Lest you think this was purely an old timey phenomenon, if you were to ask someone who lives in San Francisco to draw a map of these Unites States, the map might look somewhat similar in skewed proportion to those Nantucket maps of old. San Francisco would be large, California would be huge. On the other Coast, New York would be gigantic. In the middle, some insignificant states wedged in, the collection of which would barely add up to the size of San Francisco.
Since I am from Wisconsin, and swell with pride at the mere mention of my home state, I would draw my own map. In that map, Wisconsin would make up the entire Midwest, with small allowances made for Chicago, and a small misshapen glove the size of Lake Geneva representing Michigan. The coasts would exist in thin little strips, perhaps the Pacific coast appearing as the size of Fontana, and the Atlantic Coast the size of Williams Bay.
On Friday night, on what was night one of a most epic wedding celebration, I stood near the dance floor, because near is as close to any such floor as I will ever get, and a man who also eschewed the dance walked over to me and we began the sorts of conversation that people have on and near these floors. We shouted at each other, as loudly as possible, while waiving our arms to enhance the communication, and carried on a conversation that likely neither of us clearly heard. He was from San Francisco, and he had never been to Lake Geneva. He asked about the lake, about why it is what it is, and what it is that made this elaborate wedding weekend take place here, of all the other important places that the bride and groom could have chosen.

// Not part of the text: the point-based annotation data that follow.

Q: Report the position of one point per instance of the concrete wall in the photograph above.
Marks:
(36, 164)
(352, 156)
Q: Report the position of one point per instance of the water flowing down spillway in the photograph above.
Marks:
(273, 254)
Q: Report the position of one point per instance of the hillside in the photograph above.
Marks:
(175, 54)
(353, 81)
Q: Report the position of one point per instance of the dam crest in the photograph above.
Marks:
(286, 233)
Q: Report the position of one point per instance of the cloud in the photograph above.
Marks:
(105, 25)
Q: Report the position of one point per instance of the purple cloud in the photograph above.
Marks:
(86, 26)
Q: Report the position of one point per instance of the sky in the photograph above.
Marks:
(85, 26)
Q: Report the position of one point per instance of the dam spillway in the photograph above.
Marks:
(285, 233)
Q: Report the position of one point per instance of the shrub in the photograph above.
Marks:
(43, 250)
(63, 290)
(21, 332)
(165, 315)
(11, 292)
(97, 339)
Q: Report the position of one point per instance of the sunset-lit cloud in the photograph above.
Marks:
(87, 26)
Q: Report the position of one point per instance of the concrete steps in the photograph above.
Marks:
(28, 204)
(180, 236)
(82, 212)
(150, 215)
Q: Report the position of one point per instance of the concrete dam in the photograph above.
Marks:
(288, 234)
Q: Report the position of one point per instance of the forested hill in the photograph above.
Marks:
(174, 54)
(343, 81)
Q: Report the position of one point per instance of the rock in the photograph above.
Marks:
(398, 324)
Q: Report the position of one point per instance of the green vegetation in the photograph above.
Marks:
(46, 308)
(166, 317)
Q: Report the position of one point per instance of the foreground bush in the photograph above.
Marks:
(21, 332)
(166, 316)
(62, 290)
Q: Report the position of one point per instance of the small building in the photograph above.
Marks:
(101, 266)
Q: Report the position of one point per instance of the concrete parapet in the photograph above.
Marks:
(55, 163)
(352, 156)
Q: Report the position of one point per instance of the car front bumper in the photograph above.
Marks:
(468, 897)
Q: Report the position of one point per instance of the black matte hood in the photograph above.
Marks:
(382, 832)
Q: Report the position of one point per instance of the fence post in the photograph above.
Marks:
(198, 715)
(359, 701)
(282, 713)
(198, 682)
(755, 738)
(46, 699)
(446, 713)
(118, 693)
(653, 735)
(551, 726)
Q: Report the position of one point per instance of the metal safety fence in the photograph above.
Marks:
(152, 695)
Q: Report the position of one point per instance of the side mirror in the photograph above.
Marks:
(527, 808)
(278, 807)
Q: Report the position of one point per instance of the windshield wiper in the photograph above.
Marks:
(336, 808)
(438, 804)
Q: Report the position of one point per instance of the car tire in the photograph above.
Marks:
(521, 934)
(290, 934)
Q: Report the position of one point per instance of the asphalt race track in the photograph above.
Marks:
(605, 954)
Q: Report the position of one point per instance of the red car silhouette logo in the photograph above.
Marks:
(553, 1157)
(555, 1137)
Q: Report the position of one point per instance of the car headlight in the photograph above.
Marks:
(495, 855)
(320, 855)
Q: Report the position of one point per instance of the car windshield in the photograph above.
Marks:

I yelled back something about the size of the lake, the clarity of the water, the depth. I told him it was near Chicago, but not too near. I told him that it’s just the place to be, and that, was that. There was nothing else I could scream, nothing else that would make sense. He looked bemused, in the way that someone from California would look at someone from Williams Bay, because California is so much more important than Williams Bay and to ever suggest an alternative is to be naive and small minded. We parted ways so I could scream in the ear of someone else.
The next night, at the Lake Geneva Country Club, while the dancing was occurring and while I was watching, this same guy made his way towards me. We screamed at each other to indicate a Hello, and then he shook his head. He didn’t say much this time, and I didn’t scream much back. He just said, I get it now. He had spent 24 hours in Lake Geneva, attending a pre-wedding lakeside dinner. Attending a lakeside wedding before boating to a lakeside reception at a venerable old club. It didn’t take more than that, and a guy from California told a kid from Williams Bay that he had seen all he needed to see, and now he understood.